- Active: 1st formation: July–September 1941; 2nd formation: February–October 1942; 3rd formation: July 1943 – 1955;
- Country: Soviet Union
- Branch: Red Army
- Type: Rifle division
- Engagements: World War II
- Battle honours: Ussuri (3rd formation);

= 264th Rifle Division =

The 264th Rifle Division (264-я стрелковая дивизия) was an infantry division of the Soviet Union's Red Army during World War II, formed three times.

The division was first formed in the summer of 1941 and destroyed in the Kiev pocket in the fall of that year. Reformed in February 1942, the division's second formation became a guards division for its actions in the Battles of Rzhev.
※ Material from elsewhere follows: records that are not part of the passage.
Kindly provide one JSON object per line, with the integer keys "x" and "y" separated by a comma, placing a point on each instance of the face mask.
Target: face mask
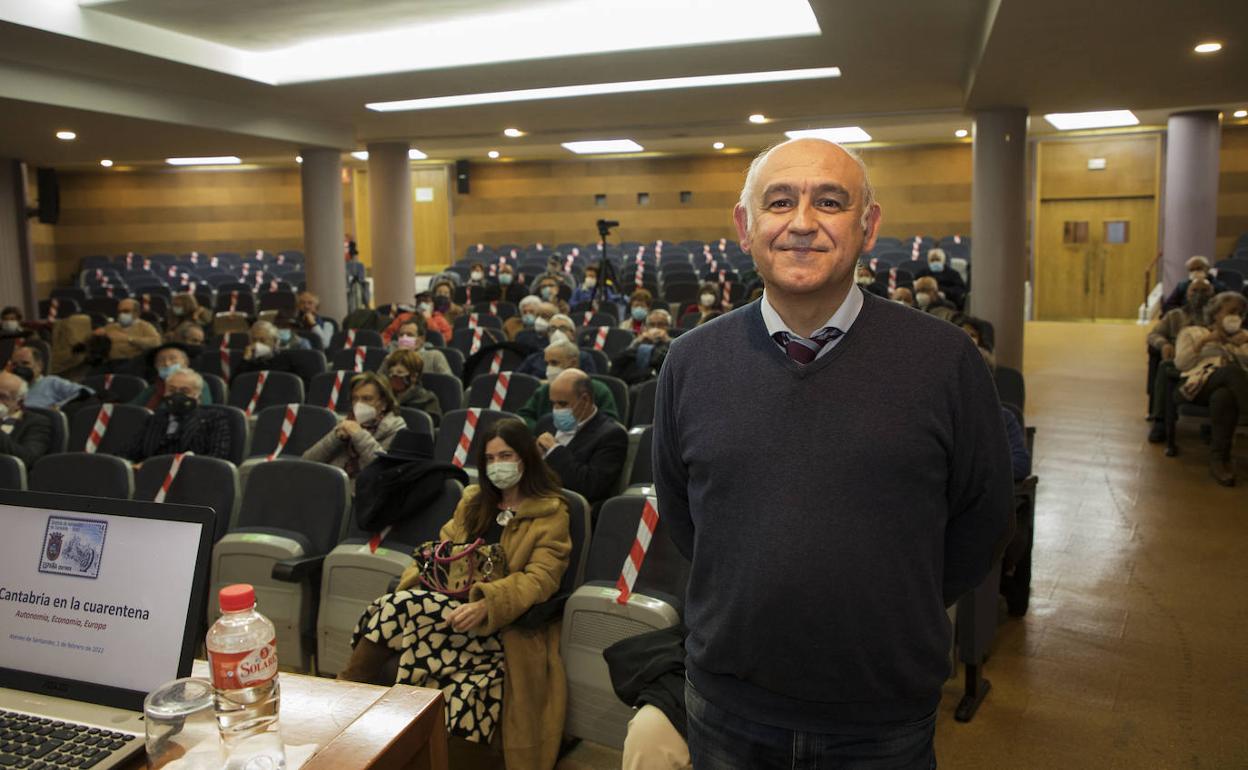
{"x": 180, "y": 404}
{"x": 363, "y": 413}
{"x": 564, "y": 419}
{"x": 504, "y": 476}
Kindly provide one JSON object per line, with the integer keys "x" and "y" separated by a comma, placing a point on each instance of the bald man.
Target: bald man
{"x": 825, "y": 547}
{"x": 584, "y": 446}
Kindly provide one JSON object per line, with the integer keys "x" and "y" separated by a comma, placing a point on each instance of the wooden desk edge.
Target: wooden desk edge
{"x": 404, "y": 728}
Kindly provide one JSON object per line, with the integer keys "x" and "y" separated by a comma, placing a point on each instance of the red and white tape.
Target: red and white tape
{"x": 637, "y": 554}
{"x": 461, "y": 454}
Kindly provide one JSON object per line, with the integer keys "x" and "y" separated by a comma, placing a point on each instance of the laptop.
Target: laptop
{"x": 100, "y": 603}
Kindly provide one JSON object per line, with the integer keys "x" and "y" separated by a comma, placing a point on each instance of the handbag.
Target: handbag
{"x": 453, "y": 568}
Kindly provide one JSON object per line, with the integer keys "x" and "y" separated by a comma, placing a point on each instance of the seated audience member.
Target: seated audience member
{"x": 23, "y": 434}
{"x": 1213, "y": 362}
{"x": 184, "y": 315}
{"x": 582, "y": 444}
{"x": 129, "y": 335}
{"x": 373, "y": 422}
{"x": 1197, "y": 270}
{"x": 644, "y": 356}
{"x": 517, "y": 504}
{"x": 402, "y": 370}
{"x": 639, "y": 310}
{"x": 1162, "y": 340}
{"x": 560, "y": 357}
{"x": 562, "y": 330}
{"x": 45, "y": 391}
{"x": 180, "y": 424}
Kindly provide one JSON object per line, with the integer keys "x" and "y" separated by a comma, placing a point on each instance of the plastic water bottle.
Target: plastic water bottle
{"x": 242, "y": 654}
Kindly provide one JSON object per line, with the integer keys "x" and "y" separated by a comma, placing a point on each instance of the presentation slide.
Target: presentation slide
{"x": 94, "y": 597}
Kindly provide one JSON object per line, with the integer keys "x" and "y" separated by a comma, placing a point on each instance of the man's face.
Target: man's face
{"x": 808, "y": 229}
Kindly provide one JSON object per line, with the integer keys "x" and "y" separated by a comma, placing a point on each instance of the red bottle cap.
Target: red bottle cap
{"x": 237, "y": 597}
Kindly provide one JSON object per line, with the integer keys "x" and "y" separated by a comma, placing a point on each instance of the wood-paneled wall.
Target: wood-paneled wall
{"x": 922, "y": 190}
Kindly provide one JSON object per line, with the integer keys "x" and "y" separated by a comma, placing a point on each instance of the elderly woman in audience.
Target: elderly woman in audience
{"x": 403, "y": 370}
{"x": 371, "y": 427}
{"x": 1213, "y": 362}
{"x": 457, "y": 640}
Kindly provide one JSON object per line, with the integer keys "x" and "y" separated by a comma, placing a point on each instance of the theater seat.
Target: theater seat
{"x": 292, "y": 514}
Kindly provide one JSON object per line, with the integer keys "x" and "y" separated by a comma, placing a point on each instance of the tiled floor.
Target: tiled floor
{"x": 1135, "y": 652}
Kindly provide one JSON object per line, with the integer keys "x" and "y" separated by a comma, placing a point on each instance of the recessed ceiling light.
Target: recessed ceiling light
{"x": 604, "y": 145}
{"x": 1105, "y": 119}
{"x": 843, "y": 135}
{"x": 598, "y": 89}
{"x": 220, "y": 160}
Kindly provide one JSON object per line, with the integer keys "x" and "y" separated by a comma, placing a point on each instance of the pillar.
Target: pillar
{"x": 1189, "y": 210}
{"x": 322, "y": 230}
{"x": 390, "y": 205}
{"x": 999, "y": 227}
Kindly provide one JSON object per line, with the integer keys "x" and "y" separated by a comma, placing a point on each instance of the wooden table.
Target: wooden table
{"x": 360, "y": 725}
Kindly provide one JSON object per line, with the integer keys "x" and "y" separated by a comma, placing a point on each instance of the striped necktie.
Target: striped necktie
{"x": 801, "y": 350}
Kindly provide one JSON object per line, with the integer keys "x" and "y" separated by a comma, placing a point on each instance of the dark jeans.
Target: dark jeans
{"x": 1226, "y": 393}
{"x": 721, "y": 740}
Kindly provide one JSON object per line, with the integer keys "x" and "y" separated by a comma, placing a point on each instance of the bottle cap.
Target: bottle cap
{"x": 237, "y": 597}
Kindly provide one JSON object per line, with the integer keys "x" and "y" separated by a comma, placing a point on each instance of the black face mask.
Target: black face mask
{"x": 180, "y": 404}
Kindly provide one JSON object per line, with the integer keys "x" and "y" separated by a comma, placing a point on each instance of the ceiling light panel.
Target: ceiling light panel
{"x": 1105, "y": 119}
{"x": 599, "y": 89}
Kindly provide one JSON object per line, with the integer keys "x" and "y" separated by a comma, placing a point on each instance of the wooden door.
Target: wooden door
{"x": 1092, "y": 255}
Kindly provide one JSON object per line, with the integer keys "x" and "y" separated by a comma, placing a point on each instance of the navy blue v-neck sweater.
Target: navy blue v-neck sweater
{"x": 831, "y": 512}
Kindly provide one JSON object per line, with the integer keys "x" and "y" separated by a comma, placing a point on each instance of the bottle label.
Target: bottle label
{"x": 247, "y": 669}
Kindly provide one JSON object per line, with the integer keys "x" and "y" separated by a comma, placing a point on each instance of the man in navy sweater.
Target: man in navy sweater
{"x": 836, "y": 469}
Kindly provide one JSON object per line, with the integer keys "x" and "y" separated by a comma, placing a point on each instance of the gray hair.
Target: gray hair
{"x": 751, "y": 179}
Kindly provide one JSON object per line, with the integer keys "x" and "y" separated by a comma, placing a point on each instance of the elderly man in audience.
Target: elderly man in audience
{"x": 180, "y": 423}
{"x": 559, "y": 357}
{"x": 46, "y": 391}
{"x": 23, "y": 434}
{"x": 643, "y": 358}
{"x": 579, "y": 442}
{"x": 1213, "y": 362}
{"x": 129, "y": 335}
{"x": 1162, "y": 340}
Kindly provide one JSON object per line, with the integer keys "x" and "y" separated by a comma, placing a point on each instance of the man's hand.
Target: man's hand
{"x": 467, "y": 615}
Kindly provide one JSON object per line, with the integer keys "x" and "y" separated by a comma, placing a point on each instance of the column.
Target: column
{"x": 999, "y": 227}
{"x": 1189, "y": 210}
{"x": 390, "y": 205}
{"x": 322, "y": 230}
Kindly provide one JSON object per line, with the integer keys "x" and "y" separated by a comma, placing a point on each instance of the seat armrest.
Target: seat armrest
{"x": 297, "y": 569}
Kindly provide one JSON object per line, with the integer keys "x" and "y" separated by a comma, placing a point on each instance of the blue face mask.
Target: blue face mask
{"x": 564, "y": 419}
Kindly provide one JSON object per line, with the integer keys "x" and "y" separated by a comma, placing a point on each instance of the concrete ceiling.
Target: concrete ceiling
{"x": 912, "y": 71}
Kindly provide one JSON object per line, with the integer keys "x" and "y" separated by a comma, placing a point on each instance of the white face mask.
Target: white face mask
{"x": 503, "y": 474}
{"x": 363, "y": 413}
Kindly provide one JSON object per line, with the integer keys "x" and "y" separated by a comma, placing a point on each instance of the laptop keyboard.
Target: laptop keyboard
{"x": 36, "y": 743}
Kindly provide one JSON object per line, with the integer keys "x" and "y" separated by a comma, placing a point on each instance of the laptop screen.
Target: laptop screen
{"x": 95, "y": 592}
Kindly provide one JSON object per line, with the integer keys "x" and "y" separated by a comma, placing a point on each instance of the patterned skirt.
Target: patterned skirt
{"x": 467, "y": 668}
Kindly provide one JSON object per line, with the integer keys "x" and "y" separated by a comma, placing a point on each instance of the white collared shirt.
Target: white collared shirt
{"x": 843, "y": 318}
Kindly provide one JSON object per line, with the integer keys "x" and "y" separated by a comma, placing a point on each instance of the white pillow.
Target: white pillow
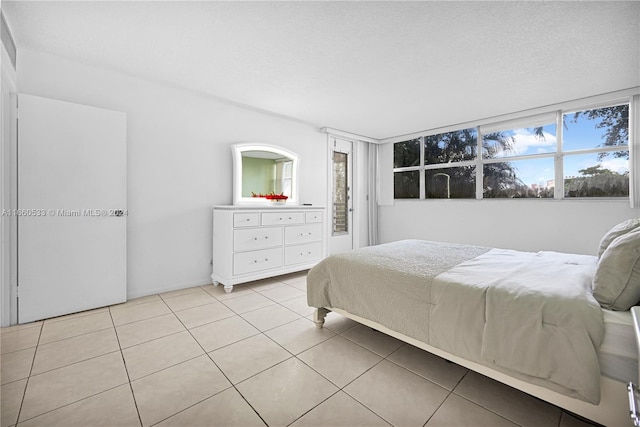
{"x": 617, "y": 231}
{"x": 616, "y": 284}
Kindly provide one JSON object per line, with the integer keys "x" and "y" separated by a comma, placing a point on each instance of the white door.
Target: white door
{"x": 71, "y": 208}
{"x": 342, "y": 201}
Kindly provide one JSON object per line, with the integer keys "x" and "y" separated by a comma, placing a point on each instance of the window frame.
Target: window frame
{"x": 559, "y": 155}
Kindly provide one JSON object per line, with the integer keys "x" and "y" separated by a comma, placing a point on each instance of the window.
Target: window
{"x": 519, "y": 162}
{"x": 524, "y": 158}
{"x": 596, "y": 148}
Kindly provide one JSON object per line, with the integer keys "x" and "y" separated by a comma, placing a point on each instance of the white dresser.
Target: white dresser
{"x": 251, "y": 243}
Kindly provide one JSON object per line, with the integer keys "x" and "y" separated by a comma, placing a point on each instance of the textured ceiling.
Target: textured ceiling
{"x": 377, "y": 69}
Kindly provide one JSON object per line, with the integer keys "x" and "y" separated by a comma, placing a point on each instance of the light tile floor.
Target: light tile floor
{"x": 201, "y": 357}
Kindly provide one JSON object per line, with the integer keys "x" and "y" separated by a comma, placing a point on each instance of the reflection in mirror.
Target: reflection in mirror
{"x": 264, "y": 174}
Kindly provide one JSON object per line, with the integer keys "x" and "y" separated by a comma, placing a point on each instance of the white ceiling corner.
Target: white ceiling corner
{"x": 377, "y": 69}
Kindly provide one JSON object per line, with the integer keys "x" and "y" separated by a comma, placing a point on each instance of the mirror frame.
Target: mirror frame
{"x": 238, "y": 149}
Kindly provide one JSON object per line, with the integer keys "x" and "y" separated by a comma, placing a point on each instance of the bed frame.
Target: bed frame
{"x": 613, "y": 409}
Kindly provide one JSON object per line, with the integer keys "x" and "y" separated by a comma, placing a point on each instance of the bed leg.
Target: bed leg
{"x": 319, "y": 315}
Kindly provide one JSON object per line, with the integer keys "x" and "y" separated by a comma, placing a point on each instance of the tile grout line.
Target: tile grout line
{"x": 33, "y": 361}
{"x": 219, "y": 369}
{"x": 124, "y": 362}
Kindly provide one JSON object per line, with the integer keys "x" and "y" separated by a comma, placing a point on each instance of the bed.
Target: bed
{"x": 541, "y": 322}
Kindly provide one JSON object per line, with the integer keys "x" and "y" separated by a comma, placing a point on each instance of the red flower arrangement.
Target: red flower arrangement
{"x": 271, "y": 196}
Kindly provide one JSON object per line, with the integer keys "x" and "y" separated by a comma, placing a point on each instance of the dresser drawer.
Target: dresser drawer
{"x": 248, "y": 219}
{"x": 249, "y": 262}
{"x": 311, "y": 217}
{"x": 302, "y": 253}
{"x": 246, "y": 239}
{"x": 282, "y": 218}
{"x": 302, "y": 234}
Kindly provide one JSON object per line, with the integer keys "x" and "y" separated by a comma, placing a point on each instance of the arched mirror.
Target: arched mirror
{"x": 264, "y": 174}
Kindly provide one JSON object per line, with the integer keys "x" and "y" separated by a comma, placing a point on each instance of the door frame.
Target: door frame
{"x": 355, "y": 191}
{"x": 8, "y": 193}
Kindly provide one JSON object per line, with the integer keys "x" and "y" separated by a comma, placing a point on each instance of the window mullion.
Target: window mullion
{"x": 479, "y": 168}
{"x": 558, "y": 192}
{"x": 423, "y": 186}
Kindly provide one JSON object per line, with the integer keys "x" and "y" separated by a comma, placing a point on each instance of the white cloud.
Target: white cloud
{"x": 526, "y": 142}
{"x": 616, "y": 164}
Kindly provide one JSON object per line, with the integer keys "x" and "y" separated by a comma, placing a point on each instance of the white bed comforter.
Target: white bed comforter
{"x": 531, "y": 315}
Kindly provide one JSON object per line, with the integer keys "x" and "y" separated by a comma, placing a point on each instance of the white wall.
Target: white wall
{"x": 574, "y": 226}
{"x": 179, "y": 162}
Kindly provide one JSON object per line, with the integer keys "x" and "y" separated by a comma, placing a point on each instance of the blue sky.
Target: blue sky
{"x": 579, "y": 135}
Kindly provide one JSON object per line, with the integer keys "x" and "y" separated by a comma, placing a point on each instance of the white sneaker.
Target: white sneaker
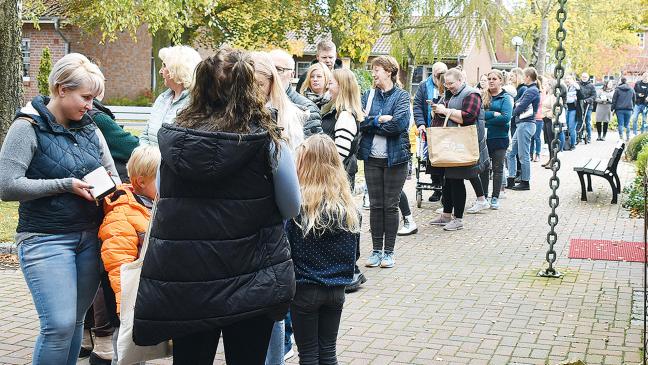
{"x": 409, "y": 226}
{"x": 478, "y": 206}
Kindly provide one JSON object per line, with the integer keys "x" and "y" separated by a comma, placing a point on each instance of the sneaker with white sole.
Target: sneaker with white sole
{"x": 478, "y": 206}
{"x": 374, "y": 259}
{"x": 409, "y": 226}
{"x": 454, "y": 225}
{"x": 441, "y": 221}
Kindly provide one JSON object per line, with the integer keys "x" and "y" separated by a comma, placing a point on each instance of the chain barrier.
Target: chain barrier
{"x": 554, "y": 181}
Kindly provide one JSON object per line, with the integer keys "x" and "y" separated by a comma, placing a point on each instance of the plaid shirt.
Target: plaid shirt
{"x": 470, "y": 109}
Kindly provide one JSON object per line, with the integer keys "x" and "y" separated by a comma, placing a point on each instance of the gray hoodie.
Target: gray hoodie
{"x": 623, "y": 98}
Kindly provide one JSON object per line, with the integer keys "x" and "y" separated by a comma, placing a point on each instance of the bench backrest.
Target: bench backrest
{"x": 131, "y": 112}
{"x": 616, "y": 157}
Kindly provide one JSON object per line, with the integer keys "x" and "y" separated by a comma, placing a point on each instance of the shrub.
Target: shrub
{"x": 642, "y": 159}
{"x": 146, "y": 99}
{"x": 364, "y": 79}
{"x": 44, "y": 69}
{"x": 635, "y": 146}
{"x": 634, "y": 198}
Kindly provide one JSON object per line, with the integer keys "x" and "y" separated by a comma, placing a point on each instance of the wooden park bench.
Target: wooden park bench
{"x": 131, "y": 113}
{"x": 598, "y": 167}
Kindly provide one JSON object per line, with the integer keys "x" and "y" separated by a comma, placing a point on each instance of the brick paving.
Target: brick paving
{"x": 472, "y": 296}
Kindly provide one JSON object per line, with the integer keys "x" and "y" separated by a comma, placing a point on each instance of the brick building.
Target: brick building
{"x": 126, "y": 64}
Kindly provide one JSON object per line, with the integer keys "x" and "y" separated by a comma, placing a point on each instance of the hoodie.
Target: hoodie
{"x": 623, "y": 98}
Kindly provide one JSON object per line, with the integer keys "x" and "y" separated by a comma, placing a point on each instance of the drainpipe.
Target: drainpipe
{"x": 57, "y": 28}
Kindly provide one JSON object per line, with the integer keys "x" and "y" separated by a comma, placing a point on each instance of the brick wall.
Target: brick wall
{"x": 125, "y": 63}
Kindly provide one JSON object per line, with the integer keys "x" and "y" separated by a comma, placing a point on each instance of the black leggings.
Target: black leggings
{"x": 403, "y": 205}
{"x": 454, "y": 197}
{"x": 384, "y": 185}
{"x": 246, "y": 343}
{"x": 316, "y": 311}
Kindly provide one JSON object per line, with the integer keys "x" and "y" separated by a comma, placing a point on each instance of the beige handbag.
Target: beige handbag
{"x": 453, "y": 146}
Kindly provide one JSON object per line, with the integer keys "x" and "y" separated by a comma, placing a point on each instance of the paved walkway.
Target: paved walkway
{"x": 472, "y": 296}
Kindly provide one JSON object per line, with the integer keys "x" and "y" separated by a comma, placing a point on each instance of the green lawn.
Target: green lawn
{"x": 8, "y": 220}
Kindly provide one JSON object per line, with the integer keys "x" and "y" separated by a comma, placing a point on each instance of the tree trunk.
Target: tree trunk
{"x": 10, "y": 64}
{"x": 542, "y": 44}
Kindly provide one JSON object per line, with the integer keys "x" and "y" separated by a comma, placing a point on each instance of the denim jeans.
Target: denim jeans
{"x": 520, "y": 147}
{"x": 639, "y": 109}
{"x": 588, "y": 122}
{"x": 623, "y": 117}
{"x": 316, "y": 311}
{"x": 536, "y": 143}
{"x": 276, "y": 345}
{"x": 62, "y": 272}
{"x": 571, "y": 126}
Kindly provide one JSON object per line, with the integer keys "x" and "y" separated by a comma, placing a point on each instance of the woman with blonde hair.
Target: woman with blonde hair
{"x": 323, "y": 240}
{"x": 178, "y": 65}
{"x": 385, "y": 148}
{"x": 289, "y": 117}
{"x": 316, "y": 84}
{"x": 49, "y": 149}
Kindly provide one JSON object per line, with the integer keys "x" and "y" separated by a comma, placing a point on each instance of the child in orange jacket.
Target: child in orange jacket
{"x": 127, "y": 216}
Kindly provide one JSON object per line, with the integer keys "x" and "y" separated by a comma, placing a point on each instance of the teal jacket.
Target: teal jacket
{"x": 498, "y": 127}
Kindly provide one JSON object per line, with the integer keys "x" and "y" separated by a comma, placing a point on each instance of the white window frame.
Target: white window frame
{"x": 26, "y": 57}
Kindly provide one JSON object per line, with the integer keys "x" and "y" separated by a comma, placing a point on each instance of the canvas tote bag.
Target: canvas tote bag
{"x": 453, "y": 146}
{"x": 127, "y": 351}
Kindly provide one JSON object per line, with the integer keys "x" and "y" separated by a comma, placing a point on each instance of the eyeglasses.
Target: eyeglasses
{"x": 284, "y": 69}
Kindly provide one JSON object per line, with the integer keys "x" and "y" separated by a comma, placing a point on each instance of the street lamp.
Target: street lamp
{"x": 517, "y": 42}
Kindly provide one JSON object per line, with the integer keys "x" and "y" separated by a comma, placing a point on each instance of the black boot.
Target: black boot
{"x": 510, "y": 182}
{"x": 523, "y": 185}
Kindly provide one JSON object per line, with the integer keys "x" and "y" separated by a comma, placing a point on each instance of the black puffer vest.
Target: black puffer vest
{"x": 217, "y": 253}
{"x": 61, "y": 153}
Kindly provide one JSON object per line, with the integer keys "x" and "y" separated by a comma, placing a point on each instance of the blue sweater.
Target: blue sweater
{"x": 498, "y": 127}
{"x": 395, "y": 102}
{"x": 326, "y": 259}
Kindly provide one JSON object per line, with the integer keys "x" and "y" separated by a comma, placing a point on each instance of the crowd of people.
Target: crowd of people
{"x": 238, "y": 194}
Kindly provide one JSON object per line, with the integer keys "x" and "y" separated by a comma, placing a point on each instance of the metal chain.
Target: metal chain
{"x": 554, "y": 181}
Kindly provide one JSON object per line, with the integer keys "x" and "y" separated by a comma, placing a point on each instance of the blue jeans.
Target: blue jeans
{"x": 588, "y": 122}
{"x": 571, "y": 126}
{"x": 276, "y": 345}
{"x": 521, "y": 147}
{"x": 535, "y": 141}
{"x": 639, "y": 109}
{"x": 623, "y": 117}
{"x": 62, "y": 272}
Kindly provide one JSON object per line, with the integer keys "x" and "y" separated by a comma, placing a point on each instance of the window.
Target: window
{"x": 26, "y": 51}
{"x": 302, "y": 67}
{"x": 641, "y": 37}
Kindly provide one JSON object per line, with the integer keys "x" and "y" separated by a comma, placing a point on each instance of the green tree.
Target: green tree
{"x": 44, "y": 69}
{"x": 600, "y": 35}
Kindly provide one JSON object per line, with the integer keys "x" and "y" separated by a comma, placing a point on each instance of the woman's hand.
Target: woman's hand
{"x": 384, "y": 118}
{"x": 439, "y": 109}
{"x": 82, "y": 189}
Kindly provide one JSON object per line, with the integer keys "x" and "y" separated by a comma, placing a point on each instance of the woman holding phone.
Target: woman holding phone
{"x": 51, "y": 145}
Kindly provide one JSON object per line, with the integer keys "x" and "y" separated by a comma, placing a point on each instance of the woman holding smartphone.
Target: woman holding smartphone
{"x": 51, "y": 145}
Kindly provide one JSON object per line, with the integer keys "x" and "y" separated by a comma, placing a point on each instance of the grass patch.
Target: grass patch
{"x": 8, "y": 220}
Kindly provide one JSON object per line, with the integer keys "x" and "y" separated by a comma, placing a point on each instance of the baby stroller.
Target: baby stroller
{"x": 421, "y": 163}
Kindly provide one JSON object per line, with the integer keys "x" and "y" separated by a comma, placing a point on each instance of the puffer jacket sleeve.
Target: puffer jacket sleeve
{"x": 120, "y": 246}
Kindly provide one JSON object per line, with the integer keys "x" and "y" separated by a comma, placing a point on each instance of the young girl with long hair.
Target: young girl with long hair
{"x": 289, "y": 116}
{"x": 323, "y": 240}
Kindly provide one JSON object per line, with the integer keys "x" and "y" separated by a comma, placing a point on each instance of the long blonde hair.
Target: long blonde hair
{"x": 327, "y": 203}
{"x": 348, "y": 97}
{"x": 288, "y": 115}
{"x": 316, "y": 66}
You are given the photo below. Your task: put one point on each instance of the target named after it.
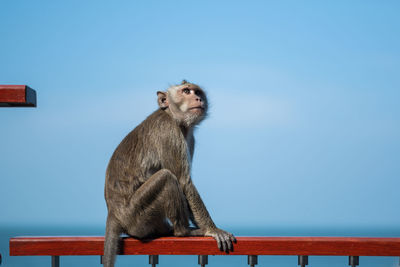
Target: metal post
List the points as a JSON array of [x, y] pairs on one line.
[[203, 260], [354, 261], [55, 261], [303, 260], [252, 260], [153, 260]]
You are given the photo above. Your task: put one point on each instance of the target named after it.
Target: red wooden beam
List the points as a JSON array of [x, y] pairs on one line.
[[17, 96], [327, 246]]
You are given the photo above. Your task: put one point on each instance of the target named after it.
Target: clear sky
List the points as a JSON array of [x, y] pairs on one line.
[[304, 126]]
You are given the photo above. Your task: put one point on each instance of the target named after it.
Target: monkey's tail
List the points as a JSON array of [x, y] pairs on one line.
[[111, 241]]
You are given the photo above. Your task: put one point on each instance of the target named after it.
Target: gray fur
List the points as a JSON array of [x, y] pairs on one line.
[[148, 189]]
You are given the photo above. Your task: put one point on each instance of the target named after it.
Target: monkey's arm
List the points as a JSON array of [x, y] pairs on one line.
[[203, 219]]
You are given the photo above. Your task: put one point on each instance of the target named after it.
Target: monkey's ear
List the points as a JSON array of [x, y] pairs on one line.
[[162, 100]]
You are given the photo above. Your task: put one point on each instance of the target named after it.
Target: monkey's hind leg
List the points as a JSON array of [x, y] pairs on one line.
[[158, 199]]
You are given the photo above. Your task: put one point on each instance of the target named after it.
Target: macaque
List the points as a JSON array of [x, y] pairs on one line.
[[149, 189]]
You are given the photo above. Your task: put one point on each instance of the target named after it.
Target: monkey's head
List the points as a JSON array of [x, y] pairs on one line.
[[186, 103]]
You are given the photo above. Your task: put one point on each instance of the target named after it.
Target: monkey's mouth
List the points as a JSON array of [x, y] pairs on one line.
[[199, 107]]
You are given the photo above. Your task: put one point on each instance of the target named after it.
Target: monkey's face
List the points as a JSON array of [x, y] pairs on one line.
[[188, 102]]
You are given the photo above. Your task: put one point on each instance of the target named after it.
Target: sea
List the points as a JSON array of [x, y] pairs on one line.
[[8, 231]]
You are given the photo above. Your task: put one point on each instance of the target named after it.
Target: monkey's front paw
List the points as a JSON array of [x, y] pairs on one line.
[[224, 239]]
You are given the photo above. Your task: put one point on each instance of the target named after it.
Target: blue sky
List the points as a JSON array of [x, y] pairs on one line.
[[304, 123]]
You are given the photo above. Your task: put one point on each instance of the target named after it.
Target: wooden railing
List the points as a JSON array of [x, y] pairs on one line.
[[17, 96], [203, 246]]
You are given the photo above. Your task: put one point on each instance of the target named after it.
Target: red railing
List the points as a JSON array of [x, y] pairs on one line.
[[17, 96], [252, 246]]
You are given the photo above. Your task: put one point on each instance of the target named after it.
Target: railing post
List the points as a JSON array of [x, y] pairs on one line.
[[55, 261], [302, 260], [203, 260], [252, 260], [354, 261], [153, 260]]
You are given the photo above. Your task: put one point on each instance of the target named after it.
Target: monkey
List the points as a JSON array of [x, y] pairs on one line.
[[148, 188]]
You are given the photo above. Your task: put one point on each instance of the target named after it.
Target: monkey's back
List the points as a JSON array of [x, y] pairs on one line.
[[155, 144]]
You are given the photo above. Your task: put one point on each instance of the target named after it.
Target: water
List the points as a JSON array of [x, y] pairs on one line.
[[186, 261]]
Formed a third time in the summer of 1943 in the Soviet Far East, the division fought in the Soviet invasion of Manchuria in August and September 1945. Postwar, it was stationed in Sakhalin before it was renumbered in 1955.

== History ==

=== First Formation ===
The 264th began forming on 10 July 1941 at Poltava in the Kharkov Military District. Its basic order of battle included the 1056th, 1058th, and the 1060th Rifle Regiments. The division was barely formed and lacked much of its equipment when it was sent to the front on nine trains at the end of July. By 30 July, it was taking positions defending the line of the Dnieper near Kaniv, south of Kiev. By 5 August, the 264th was part of the Southwestern Front's 26th Army. It was trapped in the Kiev pocket in early September and destroyed almost immediately in the pocket. The 264th was officially disbanded on 19 September.

=== Second Formation ===
The second formation of the 264th began forming in February 1942 in the Ural Military District, including the basic order of battle as the first formation. By the time its commander was assigned on 1 May, the division had been relocated to the Moscow Military District. In May, it was assigned to the Moscow Defence Zone for training, and in August the 264th joined the 3rd Tank Army, part of the Reserve of the Supreme High Command behind the Western Front near Moscow. The division was part of the army's mobile group for several front-level offensives in 1942, which occasionally stretched the German defenses but never broke through. Thus, these actions were mostly ignored by Soviet accounts. The division fought in heavy fighting through the fall of 1942 around Rzhev, Sychyovka, and Zhizdra. On 20 October 1942, it was converted into the 48th Guards Rifle Division for its actions.

=== Third Formation ===
The division was formed for a third time on 20 July 1943 with the 35th Army in the Far Eastern Front. It included the same rifle regiments as the previous formations, and spent the entire war with the 35th Army. On 8 August 1945, the army was with the 1st Far East Front for the Soviet invasion of Manchuria, which began the next day. While other units of the army engaged in a speedy advance through the Japanese line, the 264th spent the entire campaign systematically reducing Japanese fortifications in and around Hutou in conjunction with the 109th Fortified Region. By the end of the invasion, the 264th was so far behind the rest of the army that it was assigned to the 87th Rifle Corps in the front reserves. For its actions, the division was awarded the honorific "Ussuri." Postwar, the 264th became part of the 15th Army at Dolinsk, where it was renumbered as the 41st Rifle Division in 1955.